Spirulina Cells. [Kaori Kamata, et al., CC BY 3.0, via Wikimedia Commons]

Neither suBBu nor Pasupuleti faced significant challenges in raising funds for their needs. South East Asia is capitalizing on talent, often trained overseas, and the more pragmatic approach of founders and support ecosystem. Moreover, the innovators are not afraid to seek support overseas when necessary. The development of new tools, especially in fields such as AI and its integration in synbio, accelerates product development. Also, South (East) Asian companies seem to think ahead in terms of scale-up and product design with the customer in mind.

Global South is Where Synbio Innovation Will Have the Most Impact

The overall outlook of synthetic biology startups in the global south appears positive despite the challenges. Tools like the application of AI in engineering biology both accelerate and democratize the development of technology. Also, there are several countries and areas severely underrepresented in synbio innovation. Despite the excellent job done by initiatives such as SynbioAfrica in bringing awareness and fostering talent, setting up a company in, say, Uganda or Kenya might be a herculean task without significant external support.

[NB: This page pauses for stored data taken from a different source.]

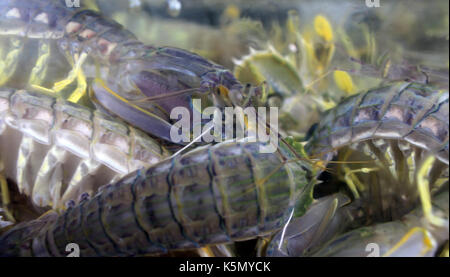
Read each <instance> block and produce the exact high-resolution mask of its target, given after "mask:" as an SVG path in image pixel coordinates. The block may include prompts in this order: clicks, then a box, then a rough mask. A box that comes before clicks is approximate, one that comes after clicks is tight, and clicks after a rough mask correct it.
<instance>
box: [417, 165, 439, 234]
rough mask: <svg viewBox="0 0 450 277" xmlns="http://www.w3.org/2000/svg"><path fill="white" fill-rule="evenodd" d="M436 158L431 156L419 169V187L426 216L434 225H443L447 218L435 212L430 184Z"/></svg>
mask: <svg viewBox="0 0 450 277" xmlns="http://www.w3.org/2000/svg"><path fill="white" fill-rule="evenodd" d="M435 160H436V158H435V157H434V156H429V157H427V158H426V159H425V161H424V162H423V164H422V165H421V166H420V168H419V170H418V171H417V187H418V190H419V196H420V201H421V203H422V209H423V214H424V216H425V218H426V219H427V220H428V221H429V222H430V223H431V224H433V225H436V226H443V225H445V220H444V219H442V218H440V217H437V216H435V215H434V214H433V210H432V208H433V207H432V203H431V195H430V185H429V181H428V173H429V171H430V169H431V168H432V167H433V163H434V161H435Z"/></svg>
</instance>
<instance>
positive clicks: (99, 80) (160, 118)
mask: <svg viewBox="0 0 450 277" xmlns="http://www.w3.org/2000/svg"><path fill="white" fill-rule="evenodd" d="M95 82H96V83H98V84H99V85H100V86H101V87H103V89H105V90H106V91H107V92H108V93H110V94H111V95H112V96H114V97H116V98H117V99H119V100H120V101H122V102H124V103H125V104H127V105H129V106H130V107H132V108H133V109H136V110H138V111H140V112H142V113H145V114H146V115H148V116H150V117H154V118H158V119H161V118H160V117H159V116H157V115H155V114H153V113H151V112H149V111H147V110H145V109H143V108H141V107H139V106H136V105H134V104H132V103H131V102H130V101H128V100H127V99H125V98H123V97H122V96H120V95H119V94H118V93H116V92H114V91H113V90H112V89H110V88H109V87H108V86H107V85H106V84H105V83H104V82H103V80H101V79H99V78H96V79H95ZM161 120H162V119H161Z"/></svg>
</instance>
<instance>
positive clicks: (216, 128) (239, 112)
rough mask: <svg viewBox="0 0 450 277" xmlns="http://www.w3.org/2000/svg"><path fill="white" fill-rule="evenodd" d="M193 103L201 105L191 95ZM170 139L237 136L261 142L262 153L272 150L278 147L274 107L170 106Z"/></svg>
mask: <svg viewBox="0 0 450 277" xmlns="http://www.w3.org/2000/svg"><path fill="white" fill-rule="evenodd" d="M192 101H193V107H201V106H202V105H201V100H200V99H193V100H192ZM170 119H172V120H178V121H177V122H176V123H175V124H173V125H172V127H171V130H170V139H171V140H172V141H173V142H176V143H180V142H183V143H192V142H197V141H200V140H201V141H203V142H206V143H211V142H217V143H218V142H222V141H224V140H230V139H236V140H244V139H245V140H246V141H248V142H257V141H258V142H262V144H261V145H260V149H259V150H260V152H261V153H273V152H275V151H276V150H277V147H278V108H277V107H270V108H267V107H258V108H255V107H246V108H242V107H225V108H222V109H221V108H218V107H215V106H211V107H207V108H205V109H204V110H203V111H200V110H196V109H195V108H194V109H192V111H191V110H190V109H188V108H185V107H175V108H174V109H172V111H171V114H170Z"/></svg>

And this is something we need to change.

A challenge these companies may need to address is perception by the community. “The next synbio champion is not necessarily doing a PhD in the Bay Area or Boston. Maybe it is someone training in Buenos Aires or Santiago, or maybe it is in São Paulo”, Buchara pointed out. suBBu brought up the individual responsibility of each stakeholder in the synbio space. “Action leads to motivation, and motivation can lead to inspiration. Each entrepreneur, government representative, and academics must start doing their bit and be audacious in their vision”, he said.

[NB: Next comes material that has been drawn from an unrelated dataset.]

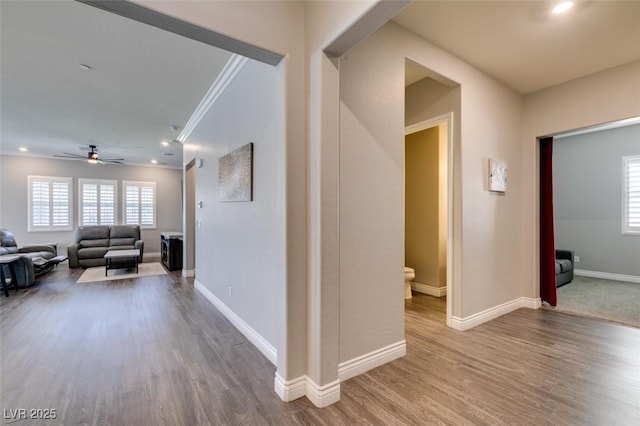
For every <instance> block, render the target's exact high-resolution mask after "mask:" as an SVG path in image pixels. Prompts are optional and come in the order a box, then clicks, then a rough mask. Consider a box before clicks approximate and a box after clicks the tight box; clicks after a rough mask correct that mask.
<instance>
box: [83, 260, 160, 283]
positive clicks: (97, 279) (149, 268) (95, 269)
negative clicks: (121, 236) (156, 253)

Countries in the global south are the most vulnerable to the effects of climate change, geopolitical instability, food insecurity, and lack of resources. “The world cannot continue growing as it is,” Berman noted. Synthetic biology will have its most significant impact there, and the innovation must include the local communities and stakeholders. Fortunately, founders and investors are optimistic, and the rest of the world needs to back them up with mentorship, visibility, and inclusion.